The South Salem Academy is a historic former school in South Salem, Ohio, United States. Built in 1842, it is a stone building constructed in the Federal style of architecture.

Throughout nineteenth-century Ohio, churches played a major part in founding educational institutions. Because no upper-level schools were present in southwestern Ross County in 1842, a local Presbyterian minister, Hugh Stewart Fullerton, called a meeting to remedy the situation. Both the members of his congregation and the remaining local residents responded heartily to his proposal; by the end of the year, the present structure had been constructed. It is a two-story rectangular building of cut limestone, five bays wide on the front and ornamented with a cupola in the middle of the roof. The Salem Academy's first classes began meeting in 1842, following the classical model of education.

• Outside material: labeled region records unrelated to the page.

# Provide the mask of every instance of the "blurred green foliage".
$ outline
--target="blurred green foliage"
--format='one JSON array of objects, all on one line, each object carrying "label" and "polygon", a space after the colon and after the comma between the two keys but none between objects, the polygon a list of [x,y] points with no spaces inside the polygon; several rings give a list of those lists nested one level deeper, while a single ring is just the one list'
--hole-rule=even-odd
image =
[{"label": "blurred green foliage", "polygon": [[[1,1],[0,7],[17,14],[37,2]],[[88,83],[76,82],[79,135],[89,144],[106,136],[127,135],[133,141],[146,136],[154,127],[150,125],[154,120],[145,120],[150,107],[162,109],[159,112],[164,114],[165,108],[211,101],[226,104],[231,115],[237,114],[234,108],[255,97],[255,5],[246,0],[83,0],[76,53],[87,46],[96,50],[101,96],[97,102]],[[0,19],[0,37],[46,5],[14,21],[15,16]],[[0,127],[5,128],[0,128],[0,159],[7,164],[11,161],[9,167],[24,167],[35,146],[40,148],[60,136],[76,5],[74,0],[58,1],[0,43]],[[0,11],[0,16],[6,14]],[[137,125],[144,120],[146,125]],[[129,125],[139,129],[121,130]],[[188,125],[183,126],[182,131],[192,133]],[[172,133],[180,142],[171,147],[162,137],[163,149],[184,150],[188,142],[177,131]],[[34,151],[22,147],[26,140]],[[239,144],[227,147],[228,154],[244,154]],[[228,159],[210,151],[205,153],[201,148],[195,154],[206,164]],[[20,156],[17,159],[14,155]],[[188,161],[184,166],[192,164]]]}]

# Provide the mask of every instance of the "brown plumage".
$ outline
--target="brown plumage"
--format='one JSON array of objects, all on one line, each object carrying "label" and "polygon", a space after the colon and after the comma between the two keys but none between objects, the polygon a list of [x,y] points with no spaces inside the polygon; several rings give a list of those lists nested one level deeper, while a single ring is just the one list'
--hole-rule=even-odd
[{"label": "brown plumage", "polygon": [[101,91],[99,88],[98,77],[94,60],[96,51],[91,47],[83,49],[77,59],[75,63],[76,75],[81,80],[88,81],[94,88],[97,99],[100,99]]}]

Students were able to enroll in preparatory and normal departments; included in the curriculum were courses on mathematics, various sciences, and English, all of which were taught from a Christian perspective. As the years passed, the village of South Salem grew up around the school, having been platted in 1846 primarily to serve the needs of the school's students and teachers. After the academy came under the supervision of the Chillicothe Presbytery of the Presbyterian Church in 1859, students pursued a two-year course of instruction and, upon graduation, departed for other schools. During the second half of the nineteenth century, the school declined. Many students left to fight in the Civil War in the 1860s, and rising numbers of high schools elsewhere in the area reduced the demand for a school in South Salem. After the academy's doors closed in 1922, the building was sold to the Buckskin Township Board of Education. Among its 1,500 alumni was Joseph B. Foraker, a future Governor of Ohio.

The academy was expanded in 1903. When its original four rooms — two per floor — became too small for the school, two concrete block wings were added to the building. Despite this modification, it was designated a historic site in 1979, being added to the National Register of Historic Places. It qualified for inclusion on the Register both because of its well-preserved historic architecture and because of its leading place in local history.